Рядом с оголенными горельефами могила артиста Астангова. Меж черных пеньков пробираюсь на взгорок к задворкам Малого храма. Могила историка Ключевского. Отец русской авиации Жуковский. Художник Перов. До сих пор в прихожей Третьяковской галереи, за стеклами, пожелтевшие листы писем Перова к фабриканту Третьякову. Благодарит за деньги, которые текстильный фабрикант платил Перову за его шедевры: «Тройка», «Утопленница», «Птицеловы», конечно же, «Охотники на привале». Двести-триста рублей за картину. По тем временам, весьма неплохо.

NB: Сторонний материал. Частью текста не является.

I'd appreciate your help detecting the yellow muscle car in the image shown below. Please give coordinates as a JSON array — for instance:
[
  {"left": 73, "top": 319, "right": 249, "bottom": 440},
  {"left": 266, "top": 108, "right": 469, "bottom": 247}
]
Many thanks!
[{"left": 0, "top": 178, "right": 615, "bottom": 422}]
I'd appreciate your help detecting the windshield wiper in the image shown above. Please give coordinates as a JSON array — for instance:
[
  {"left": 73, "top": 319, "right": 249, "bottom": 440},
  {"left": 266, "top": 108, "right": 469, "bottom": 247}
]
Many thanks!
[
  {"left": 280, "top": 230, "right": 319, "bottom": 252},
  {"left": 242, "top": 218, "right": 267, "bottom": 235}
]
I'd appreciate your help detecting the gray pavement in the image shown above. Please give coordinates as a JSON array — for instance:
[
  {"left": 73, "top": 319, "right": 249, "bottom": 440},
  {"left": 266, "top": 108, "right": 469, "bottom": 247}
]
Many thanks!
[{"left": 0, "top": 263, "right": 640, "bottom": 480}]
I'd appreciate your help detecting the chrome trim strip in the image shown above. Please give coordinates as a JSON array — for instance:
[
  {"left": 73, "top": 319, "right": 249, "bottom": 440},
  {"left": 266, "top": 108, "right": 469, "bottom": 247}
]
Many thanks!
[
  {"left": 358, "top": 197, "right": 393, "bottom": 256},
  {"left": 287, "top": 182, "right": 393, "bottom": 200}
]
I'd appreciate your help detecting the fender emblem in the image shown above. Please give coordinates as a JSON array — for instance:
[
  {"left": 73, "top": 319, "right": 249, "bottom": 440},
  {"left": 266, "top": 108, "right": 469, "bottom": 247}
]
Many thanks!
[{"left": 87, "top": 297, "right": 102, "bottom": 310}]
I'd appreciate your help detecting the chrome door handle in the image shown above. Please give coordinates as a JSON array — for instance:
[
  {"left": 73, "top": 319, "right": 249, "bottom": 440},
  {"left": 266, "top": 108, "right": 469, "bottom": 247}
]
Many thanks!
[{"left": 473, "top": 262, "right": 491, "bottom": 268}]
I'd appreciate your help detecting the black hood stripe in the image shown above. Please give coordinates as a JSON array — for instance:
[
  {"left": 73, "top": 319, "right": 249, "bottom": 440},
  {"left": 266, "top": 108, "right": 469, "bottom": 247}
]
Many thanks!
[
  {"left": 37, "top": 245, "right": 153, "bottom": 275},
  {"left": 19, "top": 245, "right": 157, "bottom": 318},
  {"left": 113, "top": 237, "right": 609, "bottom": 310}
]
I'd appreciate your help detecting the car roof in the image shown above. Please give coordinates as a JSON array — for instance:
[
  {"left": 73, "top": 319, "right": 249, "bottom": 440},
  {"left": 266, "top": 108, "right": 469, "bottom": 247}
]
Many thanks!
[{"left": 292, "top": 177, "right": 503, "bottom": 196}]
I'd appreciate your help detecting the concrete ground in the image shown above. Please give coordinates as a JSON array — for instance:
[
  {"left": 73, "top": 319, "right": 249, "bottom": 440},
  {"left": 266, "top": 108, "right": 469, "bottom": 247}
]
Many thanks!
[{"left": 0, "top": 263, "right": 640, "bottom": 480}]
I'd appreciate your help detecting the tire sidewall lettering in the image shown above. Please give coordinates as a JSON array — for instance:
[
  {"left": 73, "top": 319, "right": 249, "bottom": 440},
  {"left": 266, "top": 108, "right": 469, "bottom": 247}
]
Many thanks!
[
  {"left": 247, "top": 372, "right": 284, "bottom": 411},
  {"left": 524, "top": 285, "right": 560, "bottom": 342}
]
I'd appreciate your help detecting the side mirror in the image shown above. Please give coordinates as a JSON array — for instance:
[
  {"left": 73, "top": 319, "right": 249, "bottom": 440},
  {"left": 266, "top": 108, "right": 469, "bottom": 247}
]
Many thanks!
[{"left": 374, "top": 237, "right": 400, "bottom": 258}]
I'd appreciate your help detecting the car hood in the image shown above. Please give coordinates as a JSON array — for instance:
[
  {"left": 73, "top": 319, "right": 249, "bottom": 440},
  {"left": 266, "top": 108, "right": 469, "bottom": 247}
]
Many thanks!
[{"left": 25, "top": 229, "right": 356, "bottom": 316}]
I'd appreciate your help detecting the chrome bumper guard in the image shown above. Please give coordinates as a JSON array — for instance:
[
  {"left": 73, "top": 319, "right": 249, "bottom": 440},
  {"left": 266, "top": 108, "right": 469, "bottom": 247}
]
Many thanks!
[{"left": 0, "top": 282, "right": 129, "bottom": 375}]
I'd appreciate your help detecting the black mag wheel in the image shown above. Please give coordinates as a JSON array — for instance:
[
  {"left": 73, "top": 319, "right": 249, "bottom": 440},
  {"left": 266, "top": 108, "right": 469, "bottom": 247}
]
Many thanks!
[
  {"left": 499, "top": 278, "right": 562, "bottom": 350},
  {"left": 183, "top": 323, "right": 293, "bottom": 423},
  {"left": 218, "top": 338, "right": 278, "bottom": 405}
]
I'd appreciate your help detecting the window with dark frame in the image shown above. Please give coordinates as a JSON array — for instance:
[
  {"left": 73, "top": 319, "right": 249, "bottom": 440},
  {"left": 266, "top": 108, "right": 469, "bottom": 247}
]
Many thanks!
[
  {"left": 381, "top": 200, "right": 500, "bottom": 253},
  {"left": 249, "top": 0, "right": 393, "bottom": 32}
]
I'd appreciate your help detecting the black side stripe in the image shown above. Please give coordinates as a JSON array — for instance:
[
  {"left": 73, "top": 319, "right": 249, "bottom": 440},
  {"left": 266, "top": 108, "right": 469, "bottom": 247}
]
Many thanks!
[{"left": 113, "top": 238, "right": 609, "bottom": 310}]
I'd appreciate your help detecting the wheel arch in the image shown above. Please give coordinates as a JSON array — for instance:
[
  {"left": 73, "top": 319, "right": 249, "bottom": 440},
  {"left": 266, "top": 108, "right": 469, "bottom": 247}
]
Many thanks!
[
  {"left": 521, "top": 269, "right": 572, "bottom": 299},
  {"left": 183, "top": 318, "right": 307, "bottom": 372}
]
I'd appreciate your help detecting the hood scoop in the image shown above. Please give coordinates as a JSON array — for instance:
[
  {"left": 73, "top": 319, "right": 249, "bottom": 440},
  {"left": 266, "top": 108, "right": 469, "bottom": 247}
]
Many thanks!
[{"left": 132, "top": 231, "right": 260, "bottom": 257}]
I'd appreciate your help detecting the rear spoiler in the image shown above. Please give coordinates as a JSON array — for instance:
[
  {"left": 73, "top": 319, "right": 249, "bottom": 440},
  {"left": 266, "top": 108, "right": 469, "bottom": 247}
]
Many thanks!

Вопрос, на какие деньги существовали творцы, неприятен. Начинаешь интересоваться, и становится (как правило) мерзко. Философ Федоров, например, жил на нищенскую зарплату библиотекаря Румянцевской библиотеки. Спал на топчанчике. Под голову - березовый чурбачок. Мыслитель Горфункель работал книгоношей в хранилище книг и рукописей Ленинградского университета. Друг мой, Боря Вяхирев, отличный знаток Канта, продавал в ларьке газеты, пахал кочегаром. «За свои сочинения на отвлеченные темы не возьму ни копейки. Разум мой не продажен», - так говорил Боря. Не могу сказать - жена до сих пор с ним или уже покинула мыслителя, не выдержав испытания черным хлебом и капустой.

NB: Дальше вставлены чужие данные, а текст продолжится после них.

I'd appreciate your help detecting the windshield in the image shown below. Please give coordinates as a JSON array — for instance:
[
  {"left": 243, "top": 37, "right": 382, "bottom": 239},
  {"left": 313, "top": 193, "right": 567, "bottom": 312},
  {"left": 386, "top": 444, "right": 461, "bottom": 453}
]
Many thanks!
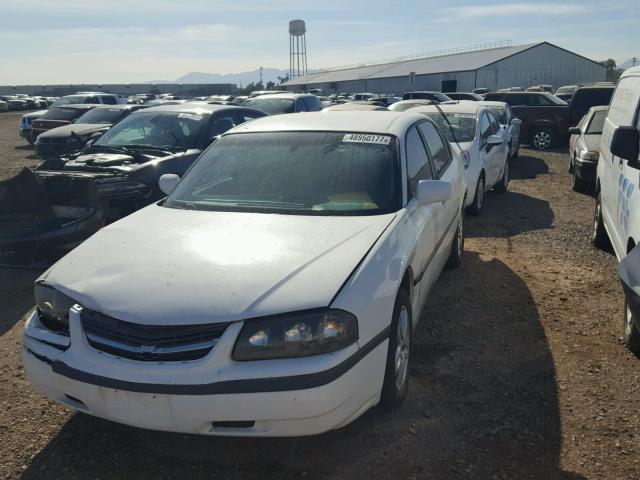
[
  {"left": 585, "top": 110, "right": 607, "bottom": 134},
  {"left": 40, "top": 108, "right": 84, "bottom": 121},
  {"left": 94, "top": 112, "right": 208, "bottom": 148},
  {"left": 242, "top": 95, "right": 295, "bottom": 115},
  {"left": 166, "top": 132, "right": 402, "bottom": 215},
  {"left": 489, "top": 107, "right": 507, "bottom": 125},
  {"left": 425, "top": 112, "right": 476, "bottom": 142},
  {"left": 76, "top": 108, "right": 126, "bottom": 124}
]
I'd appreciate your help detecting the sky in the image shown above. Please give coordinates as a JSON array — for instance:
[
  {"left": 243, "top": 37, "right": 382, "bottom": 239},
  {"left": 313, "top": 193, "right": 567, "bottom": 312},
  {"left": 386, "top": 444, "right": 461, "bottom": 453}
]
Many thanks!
[{"left": 0, "top": 0, "right": 640, "bottom": 85}]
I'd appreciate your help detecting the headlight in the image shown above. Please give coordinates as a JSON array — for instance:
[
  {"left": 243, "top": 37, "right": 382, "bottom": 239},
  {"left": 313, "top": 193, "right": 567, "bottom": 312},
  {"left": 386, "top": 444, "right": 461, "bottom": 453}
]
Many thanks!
[
  {"left": 34, "top": 282, "right": 78, "bottom": 333},
  {"left": 232, "top": 310, "right": 358, "bottom": 361}
]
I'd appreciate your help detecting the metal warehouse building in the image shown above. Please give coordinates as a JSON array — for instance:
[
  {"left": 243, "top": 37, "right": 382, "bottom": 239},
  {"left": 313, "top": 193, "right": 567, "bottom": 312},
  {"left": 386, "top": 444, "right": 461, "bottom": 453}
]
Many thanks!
[{"left": 283, "top": 42, "right": 606, "bottom": 94}]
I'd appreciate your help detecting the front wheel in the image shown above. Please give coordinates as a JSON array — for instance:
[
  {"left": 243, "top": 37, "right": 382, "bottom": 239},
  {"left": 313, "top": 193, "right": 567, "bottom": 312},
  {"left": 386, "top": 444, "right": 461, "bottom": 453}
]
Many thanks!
[
  {"left": 532, "top": 128, "right": 554, "bottom": 150},
  {"left": 623, "top": 300, "right": 640, "bottom": 357},
  {"left": 493, "top": 159, "right": 509, "bottom": 193},
  {"left": 467, "top": 173, "right": 484, "bottom": 217},
  {"left": 380, "top": 290, "right": 413, "bottom": 410}
]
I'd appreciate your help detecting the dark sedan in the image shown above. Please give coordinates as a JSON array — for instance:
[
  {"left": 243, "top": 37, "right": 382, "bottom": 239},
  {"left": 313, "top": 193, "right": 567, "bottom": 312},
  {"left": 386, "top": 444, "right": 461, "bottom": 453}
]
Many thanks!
[
  {"left": 34, "top": 105, "right": 144, "bottom": 158},
  {"left": 0, "top": 103, "right": 266, "bottom": 266}
]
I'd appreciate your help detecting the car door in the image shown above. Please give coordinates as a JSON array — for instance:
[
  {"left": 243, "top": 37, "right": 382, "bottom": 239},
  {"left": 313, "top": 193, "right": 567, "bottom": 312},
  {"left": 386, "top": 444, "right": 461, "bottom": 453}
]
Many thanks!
[
  {"left": 486, "top": 110, "right": 509, "bottom": 184},
  {"left": 418, "top": 122, "right": 460, "bottom": 278},
  {"left": 404, "top": 125, "right": 441, "bottom": 312},
  {"left": 478, "top": 112, "right": 496, "bottom": 186}
]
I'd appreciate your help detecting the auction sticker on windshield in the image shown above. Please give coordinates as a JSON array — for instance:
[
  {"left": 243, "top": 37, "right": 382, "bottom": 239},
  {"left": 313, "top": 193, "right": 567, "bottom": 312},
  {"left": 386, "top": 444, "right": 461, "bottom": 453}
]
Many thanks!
[{"left": 342, "top": 133, "right": 391, "bottom": 145}]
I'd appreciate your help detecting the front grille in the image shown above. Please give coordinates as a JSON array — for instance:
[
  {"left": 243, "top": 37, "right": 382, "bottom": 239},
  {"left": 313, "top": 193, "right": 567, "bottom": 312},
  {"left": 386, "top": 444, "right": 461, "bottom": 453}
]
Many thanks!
[{"left": 81, "top": 308, "right": 229, "bottom": 362}]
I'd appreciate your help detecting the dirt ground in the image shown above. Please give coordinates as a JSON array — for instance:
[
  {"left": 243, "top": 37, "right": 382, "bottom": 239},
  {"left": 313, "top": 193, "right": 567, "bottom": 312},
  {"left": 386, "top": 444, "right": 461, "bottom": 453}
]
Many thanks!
[{"left": 0, "top": 110, "right": 640, "bottom": 480}]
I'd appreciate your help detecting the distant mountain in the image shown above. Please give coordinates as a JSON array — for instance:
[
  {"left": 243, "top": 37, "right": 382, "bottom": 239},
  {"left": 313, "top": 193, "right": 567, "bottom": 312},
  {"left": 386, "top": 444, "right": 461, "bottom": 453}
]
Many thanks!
[{"left": 170, "top": 68, "right": 289, "bottom": 86}]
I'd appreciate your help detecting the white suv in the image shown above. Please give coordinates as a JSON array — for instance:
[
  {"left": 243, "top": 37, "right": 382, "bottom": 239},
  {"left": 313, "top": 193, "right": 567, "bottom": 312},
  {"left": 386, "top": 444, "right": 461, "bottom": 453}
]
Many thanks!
[{"left": 593, "top": 68, "right": 640, "bottom": 353}]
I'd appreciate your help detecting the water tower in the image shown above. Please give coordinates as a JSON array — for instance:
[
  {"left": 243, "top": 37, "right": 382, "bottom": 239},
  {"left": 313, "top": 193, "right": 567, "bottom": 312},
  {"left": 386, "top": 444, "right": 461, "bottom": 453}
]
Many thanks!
[{"left": 289, "top": 20, "right": 307, "bottom": 80}]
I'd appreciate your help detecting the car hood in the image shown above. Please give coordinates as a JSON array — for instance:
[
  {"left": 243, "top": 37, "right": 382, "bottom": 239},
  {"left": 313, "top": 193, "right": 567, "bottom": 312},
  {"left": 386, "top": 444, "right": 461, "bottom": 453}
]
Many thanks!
[
  {"left": 42, "top": 204, "right": 395, "bottom": 325},
  {"left": 38, "top": 123, "right": 111, "bottom": 138}
]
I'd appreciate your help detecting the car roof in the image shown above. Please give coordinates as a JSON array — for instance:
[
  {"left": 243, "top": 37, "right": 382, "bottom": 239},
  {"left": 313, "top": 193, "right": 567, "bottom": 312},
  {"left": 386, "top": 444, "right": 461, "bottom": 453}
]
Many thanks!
[
  {"left": 250, "top": 93, "right": 315, "bottom": 100},
  {"left": 140, "top": 102, "right": 253, "bottom": 115},
  {"left": 229, "top": 111, "right": 424, "bottom": 136},
  {"left": 51, "top": 103, "right": 98, "bottom": 110},
  {"left": 408, "top": 102, "right": 487, "bottom": 115},
  {"left": 477, "top": 100, "right": 509, "bottom": 107}
]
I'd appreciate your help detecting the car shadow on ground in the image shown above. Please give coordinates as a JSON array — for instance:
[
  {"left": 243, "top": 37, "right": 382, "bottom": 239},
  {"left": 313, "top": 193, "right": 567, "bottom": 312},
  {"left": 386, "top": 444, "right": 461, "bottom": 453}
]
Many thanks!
[
  {"left": 0, "top": 267, "right": 42, "bottom": 335},
  {"left": 23, "top": 252, "right": 582, "bottom": 480},
  {"left": 465, "top": 191, "right": 555, "bottom": 238},
  {"left": 509, "top": 150, "right": 549, "bottom": 180}
]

В шестьдесят четвертом году Солженицын предлагал Шаламову вместе писать историю про Гулаг. Шаламов не любил ни КГБ, ни ЦРУ. Сказал Солженицыну - в игре шпионов участвовать не буду. Потом вышло - уши ЦРУ в истории раскрутки «Архипелага Гулага» торчат явственно. Еще - французские дипломаты и спецслужбы. Жириновский (самый удачный проект КГБ), чтобы Александр Исаевич не шибко раздувался от гордости при возвращении из Вермонта в Россию (паровоз через весь СССР), напомнил через газетную статью в «МК», в девяносто четвертом году, о тесных связях «страдальца» со спецслужбами. Мол, Андропов при отъезде Солженицына в ФРГ выделил лагернику 300 марок, а у того на зарубежных счетах лежали миллионные суммы. И Солженицын смолчал. Видимо, было получено задание: ехать в Россию в роли народного вождя и учителя («совесть нации»), не то маловато стало в ельцинской России «духовных светочей». На фоне бандитизма и Ельцинского беспредела могли возникнуть такие неожиданные «народные» авторитеты, что ни Ельцину, ни Клинтону мало бы не показалось. Вот и ввели в действие «вермонтского» затворника. С деньгами художника Перова более или менее ясно. А вот на что жил Александр Исаевич с середины шестидесятых до середины семидесятых? Про Российский общественный фонд не знает только ленивый. Алик Гинзбург (правильно все-таки его посадили!), Иннокентий Володин, Фриц Хееб, Никита Струве, Наталья Столярова (впоследствии вторая жена Солженицына, после Решетовской). Конечно же, Ив Аман. Если Жириновский - удача КГБ, то Солженицын - удача и КГБ, и ЦРУ. Киевский Майдан - это американский провал. С Солженицыным получилось четко.
Вот черный гранитный крест над могилой Александра Исаевича. На плите - две конфетки и подозрительное отсутствие, хоть одного, цветочка. Одна из конфеток поклевана. А может, мыши погрызли.